Building climbing anchors is like painting a masterpiece. A splash of creativity here, a dash of technical skill there, and a bunch of creative and critical thinking mixed into it all. There is no such thing as a one size fits all anchor. Every route we climb is going to require a slightly different twist on the skills we already have dialed in. With more and more people venturing from the climbing gym to the outdoors, it’s more important now than ever to really understand technical climbing skills (especially anchors) and how to critically think about the technique or tool we have chosen to use in any given situation.
In this blog post, I’ll dig a little deeper into three different types of sport climbing anchors and their uses, as well as the pros and cons of each one.
Not a bolted anchor, but still cool!
A Quick Refresher on Climbing Anchors
Simply put, anchors are what keep climbers attached to the wall. As a good rule, they have to be unquestionably strong given the terrain you’re climbing. Generally speaking, anchors are comprised of components, which make up legs, that all come together in what is called the master point or power point.

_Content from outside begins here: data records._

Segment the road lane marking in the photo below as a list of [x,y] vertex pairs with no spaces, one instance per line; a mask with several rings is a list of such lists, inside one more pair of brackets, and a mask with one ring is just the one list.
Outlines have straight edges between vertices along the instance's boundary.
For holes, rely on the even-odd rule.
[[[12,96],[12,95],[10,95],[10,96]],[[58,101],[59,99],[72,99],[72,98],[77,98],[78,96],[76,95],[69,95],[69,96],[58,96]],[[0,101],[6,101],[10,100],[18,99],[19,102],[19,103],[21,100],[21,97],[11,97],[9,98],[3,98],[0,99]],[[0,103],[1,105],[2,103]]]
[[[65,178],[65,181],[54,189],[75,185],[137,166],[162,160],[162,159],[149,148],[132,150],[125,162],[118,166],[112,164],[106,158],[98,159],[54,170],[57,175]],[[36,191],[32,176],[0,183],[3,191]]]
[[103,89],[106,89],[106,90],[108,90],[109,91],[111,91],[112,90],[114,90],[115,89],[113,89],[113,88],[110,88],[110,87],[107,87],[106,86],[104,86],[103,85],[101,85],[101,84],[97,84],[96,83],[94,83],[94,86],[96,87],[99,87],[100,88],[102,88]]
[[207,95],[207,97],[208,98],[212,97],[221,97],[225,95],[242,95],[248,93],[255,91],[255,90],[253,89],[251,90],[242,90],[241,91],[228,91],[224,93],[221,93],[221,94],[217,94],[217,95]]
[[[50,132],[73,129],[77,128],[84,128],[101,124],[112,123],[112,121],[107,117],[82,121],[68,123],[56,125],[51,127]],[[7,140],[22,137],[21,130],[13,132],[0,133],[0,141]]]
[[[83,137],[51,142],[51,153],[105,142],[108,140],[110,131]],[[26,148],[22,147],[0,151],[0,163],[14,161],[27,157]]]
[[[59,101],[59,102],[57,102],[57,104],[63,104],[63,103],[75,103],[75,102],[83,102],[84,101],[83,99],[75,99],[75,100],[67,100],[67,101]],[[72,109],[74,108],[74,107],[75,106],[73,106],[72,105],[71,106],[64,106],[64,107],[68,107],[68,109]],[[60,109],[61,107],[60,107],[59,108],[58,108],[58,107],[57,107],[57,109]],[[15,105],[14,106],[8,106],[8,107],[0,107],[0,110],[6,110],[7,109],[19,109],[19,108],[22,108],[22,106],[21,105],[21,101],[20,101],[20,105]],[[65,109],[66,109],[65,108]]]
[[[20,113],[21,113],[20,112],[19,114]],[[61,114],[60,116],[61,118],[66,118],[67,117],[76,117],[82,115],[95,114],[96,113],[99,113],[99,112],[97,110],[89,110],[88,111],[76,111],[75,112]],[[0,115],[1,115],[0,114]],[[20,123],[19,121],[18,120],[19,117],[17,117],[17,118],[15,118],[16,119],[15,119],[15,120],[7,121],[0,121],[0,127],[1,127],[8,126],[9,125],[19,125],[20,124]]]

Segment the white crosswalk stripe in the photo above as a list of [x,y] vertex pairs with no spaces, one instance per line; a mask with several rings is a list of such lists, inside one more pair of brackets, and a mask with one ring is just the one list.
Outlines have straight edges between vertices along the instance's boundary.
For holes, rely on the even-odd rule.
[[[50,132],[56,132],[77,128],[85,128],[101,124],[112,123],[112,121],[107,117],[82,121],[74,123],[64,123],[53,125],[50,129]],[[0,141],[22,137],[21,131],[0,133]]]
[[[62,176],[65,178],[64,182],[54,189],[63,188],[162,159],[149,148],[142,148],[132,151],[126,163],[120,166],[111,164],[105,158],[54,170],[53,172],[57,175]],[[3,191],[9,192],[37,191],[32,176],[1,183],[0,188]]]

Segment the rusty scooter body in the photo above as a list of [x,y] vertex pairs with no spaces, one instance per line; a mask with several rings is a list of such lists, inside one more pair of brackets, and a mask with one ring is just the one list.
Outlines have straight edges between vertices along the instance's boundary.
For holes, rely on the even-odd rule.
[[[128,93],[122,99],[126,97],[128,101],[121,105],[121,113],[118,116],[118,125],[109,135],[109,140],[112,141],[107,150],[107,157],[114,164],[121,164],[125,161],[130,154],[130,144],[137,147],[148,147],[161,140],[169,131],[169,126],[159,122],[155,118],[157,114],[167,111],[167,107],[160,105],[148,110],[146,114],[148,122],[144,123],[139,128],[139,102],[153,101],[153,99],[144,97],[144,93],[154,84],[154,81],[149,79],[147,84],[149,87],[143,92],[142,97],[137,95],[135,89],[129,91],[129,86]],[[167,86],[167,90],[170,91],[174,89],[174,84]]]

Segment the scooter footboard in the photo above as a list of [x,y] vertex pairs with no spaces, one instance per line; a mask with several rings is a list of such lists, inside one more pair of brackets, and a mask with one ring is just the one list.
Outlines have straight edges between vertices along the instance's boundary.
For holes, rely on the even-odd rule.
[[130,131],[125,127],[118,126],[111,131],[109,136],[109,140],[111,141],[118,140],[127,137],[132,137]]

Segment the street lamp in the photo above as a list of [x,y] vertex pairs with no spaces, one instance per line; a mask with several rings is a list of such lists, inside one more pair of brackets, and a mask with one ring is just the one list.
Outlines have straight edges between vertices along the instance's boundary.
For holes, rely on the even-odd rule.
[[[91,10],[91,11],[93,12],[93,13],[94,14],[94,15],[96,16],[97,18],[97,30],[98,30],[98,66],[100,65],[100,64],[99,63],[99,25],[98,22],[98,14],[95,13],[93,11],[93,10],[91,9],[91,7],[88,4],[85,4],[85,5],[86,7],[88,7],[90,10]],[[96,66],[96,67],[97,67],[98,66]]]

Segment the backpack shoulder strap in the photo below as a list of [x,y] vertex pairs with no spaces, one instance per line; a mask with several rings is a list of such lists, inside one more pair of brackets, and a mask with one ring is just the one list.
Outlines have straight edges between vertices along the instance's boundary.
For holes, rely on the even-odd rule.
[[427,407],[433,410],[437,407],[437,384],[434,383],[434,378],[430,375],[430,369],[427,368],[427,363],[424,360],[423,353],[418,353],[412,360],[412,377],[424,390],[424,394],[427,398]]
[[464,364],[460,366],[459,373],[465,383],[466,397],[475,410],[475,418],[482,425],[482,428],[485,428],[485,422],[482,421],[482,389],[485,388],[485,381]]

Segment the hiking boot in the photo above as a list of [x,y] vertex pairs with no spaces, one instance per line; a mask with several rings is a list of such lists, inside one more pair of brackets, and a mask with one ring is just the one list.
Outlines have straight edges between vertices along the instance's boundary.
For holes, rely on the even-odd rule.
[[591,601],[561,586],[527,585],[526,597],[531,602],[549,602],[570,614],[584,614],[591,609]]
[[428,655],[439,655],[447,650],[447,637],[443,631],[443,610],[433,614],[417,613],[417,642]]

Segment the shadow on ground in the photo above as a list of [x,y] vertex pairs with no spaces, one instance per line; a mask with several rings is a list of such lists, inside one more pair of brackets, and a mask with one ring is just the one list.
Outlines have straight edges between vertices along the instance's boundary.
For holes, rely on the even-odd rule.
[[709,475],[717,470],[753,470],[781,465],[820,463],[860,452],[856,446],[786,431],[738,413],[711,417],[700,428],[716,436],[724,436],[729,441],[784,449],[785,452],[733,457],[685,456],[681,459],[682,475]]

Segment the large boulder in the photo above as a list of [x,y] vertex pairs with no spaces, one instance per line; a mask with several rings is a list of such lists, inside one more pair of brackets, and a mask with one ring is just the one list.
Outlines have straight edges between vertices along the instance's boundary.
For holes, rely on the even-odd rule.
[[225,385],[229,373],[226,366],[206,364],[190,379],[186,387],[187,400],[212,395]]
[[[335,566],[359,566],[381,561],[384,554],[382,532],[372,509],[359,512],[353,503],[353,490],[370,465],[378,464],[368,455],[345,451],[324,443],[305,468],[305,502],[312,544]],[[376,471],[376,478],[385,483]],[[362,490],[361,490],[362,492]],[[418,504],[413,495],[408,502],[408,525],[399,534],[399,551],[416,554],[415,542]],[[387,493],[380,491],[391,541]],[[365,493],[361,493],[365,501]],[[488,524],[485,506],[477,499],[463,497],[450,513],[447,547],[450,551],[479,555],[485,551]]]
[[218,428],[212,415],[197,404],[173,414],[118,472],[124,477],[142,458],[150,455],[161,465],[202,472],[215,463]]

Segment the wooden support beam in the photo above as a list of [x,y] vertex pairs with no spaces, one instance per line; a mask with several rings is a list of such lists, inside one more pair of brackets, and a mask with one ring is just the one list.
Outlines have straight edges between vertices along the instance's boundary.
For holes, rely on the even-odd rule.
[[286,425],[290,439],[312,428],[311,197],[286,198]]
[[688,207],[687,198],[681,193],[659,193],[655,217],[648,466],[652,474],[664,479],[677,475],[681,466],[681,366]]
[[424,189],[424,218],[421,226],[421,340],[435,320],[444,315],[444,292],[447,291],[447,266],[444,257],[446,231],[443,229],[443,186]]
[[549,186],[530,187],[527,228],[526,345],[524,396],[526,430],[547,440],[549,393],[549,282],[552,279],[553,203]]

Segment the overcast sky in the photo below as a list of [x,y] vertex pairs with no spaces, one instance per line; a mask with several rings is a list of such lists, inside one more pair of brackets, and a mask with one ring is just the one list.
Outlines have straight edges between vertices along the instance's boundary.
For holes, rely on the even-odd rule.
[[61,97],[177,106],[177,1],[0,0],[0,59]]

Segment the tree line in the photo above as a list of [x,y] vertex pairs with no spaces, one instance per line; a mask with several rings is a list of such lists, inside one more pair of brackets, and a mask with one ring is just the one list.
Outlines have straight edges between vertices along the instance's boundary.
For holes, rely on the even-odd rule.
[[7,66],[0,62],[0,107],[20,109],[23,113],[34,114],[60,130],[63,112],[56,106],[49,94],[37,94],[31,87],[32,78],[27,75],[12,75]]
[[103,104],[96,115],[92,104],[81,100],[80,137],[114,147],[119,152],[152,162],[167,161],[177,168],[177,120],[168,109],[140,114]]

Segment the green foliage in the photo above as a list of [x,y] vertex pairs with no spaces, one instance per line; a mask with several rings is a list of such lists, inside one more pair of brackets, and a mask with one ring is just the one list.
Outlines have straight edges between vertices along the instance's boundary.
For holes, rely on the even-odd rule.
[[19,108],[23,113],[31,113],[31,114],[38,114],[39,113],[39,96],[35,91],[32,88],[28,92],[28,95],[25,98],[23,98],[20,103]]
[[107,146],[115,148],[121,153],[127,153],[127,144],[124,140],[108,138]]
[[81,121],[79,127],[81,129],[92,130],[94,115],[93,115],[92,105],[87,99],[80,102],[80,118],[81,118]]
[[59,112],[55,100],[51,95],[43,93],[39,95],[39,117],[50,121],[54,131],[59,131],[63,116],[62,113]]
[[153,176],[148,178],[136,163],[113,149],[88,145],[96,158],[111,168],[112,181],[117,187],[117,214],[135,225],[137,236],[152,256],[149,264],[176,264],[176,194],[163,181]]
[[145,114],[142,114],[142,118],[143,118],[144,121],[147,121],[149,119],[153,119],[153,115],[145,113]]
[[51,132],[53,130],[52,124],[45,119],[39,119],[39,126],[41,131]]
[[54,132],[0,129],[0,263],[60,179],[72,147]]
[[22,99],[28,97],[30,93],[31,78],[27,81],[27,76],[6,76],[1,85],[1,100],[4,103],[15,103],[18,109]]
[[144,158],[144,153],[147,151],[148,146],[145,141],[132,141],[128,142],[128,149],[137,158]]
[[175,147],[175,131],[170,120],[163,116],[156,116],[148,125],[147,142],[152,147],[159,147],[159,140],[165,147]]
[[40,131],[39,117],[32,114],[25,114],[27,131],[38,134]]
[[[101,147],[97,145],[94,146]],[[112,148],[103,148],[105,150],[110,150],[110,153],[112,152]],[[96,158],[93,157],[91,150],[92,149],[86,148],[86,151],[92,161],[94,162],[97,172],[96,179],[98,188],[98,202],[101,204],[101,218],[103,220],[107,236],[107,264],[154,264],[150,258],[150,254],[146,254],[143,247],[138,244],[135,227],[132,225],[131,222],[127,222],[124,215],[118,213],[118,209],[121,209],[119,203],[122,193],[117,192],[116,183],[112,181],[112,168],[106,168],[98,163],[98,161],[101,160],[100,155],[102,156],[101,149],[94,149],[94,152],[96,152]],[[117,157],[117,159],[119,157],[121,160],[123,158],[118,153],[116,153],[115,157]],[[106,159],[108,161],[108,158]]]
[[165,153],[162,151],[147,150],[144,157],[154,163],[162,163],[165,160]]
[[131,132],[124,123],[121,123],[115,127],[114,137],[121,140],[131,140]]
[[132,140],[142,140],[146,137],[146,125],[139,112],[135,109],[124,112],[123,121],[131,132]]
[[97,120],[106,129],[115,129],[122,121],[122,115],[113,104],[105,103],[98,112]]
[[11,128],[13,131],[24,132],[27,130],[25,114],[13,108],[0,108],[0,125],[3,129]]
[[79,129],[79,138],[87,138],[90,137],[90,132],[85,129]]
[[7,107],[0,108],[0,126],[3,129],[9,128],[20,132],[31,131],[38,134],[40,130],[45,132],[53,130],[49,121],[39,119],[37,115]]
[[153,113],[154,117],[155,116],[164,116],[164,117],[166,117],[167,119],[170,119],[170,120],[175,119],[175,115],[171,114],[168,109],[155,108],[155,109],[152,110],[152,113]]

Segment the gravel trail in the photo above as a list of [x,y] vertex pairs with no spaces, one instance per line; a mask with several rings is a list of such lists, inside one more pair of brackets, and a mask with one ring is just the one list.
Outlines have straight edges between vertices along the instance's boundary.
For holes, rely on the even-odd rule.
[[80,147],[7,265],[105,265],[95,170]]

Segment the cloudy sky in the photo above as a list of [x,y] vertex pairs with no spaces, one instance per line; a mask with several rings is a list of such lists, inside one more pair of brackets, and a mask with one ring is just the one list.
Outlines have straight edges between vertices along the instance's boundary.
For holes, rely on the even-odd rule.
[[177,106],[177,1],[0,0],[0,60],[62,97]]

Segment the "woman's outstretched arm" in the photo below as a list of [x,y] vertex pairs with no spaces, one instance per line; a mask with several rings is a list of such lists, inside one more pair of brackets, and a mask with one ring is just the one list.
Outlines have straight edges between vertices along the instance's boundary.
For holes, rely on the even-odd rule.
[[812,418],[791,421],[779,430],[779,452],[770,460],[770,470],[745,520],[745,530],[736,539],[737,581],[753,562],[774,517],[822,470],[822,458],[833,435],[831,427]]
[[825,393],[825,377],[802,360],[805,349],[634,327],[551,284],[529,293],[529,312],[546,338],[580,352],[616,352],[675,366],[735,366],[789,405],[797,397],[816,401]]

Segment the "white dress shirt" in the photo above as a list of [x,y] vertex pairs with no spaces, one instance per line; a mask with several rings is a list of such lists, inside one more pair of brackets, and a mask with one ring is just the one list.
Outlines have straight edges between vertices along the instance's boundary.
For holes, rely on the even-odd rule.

We can do a lot of things wrong throughout a day of climbing, but building strong anchors is not one of them. We also want to strive for simple and efficient anchors. What’s that old saying, “Keep it simple stupid?” I definitely feel like this applies to anchor building, especially when people are newer to the craft. There’s no sense in building the world’s most complex anchor when there are many simpler and more efficient solutions out there. Check out the picture below: what the heck is going on there? This anchor looks like it’s right out of a sci-fi movie! There’s probably a simpler and more efficient way to build an anchor with two bolts!
The Two Quickdraw Anchor
Ahh the classic two quickdraw anchor. Simple and effective, this anchor should be a staple in every climbers toolbox. It’s important to note that the carabiners which hold the rope should be opposite and opposed.
Maybe a better setup could look something like this:
The addition of the locker draw adds a lot of security to this anchor. Some people even use two locker draws instead of regular quickdraws here.
The Locking Master Carabiner
Sometimes, using cordellette or slings brings your masterpoint down to a level that is really tough to work from. Enter the Master Carabiner! This is a perfect anchor configuration for setups where we need to keep our masterpoint high but our anchor components are low down to the ground or ledge we’re standing on. We generally don’t see this style of anchor for single pitch cragging as it’s more often found on longer multipitch routes.
The Two Point Pre-Equalized Anchor
If you’ve ever taken an anchor building class, then you’ve probably seen this one. Heck, even if you’ve spent some time at the local crag or read an anchor building book, I bet you’ve seen a setup like this. This is considered by many to be the classic anchor with two legs, and a redundant masterpoint created by some sort of knot.
There you have it…three different ways to build an anchor off of a two bolt setup. Remember, every scenario is going to be a little different so we can mix and match techniques to suit the climb we’re on. Biggest takeaway? Unquestionably strong anchors!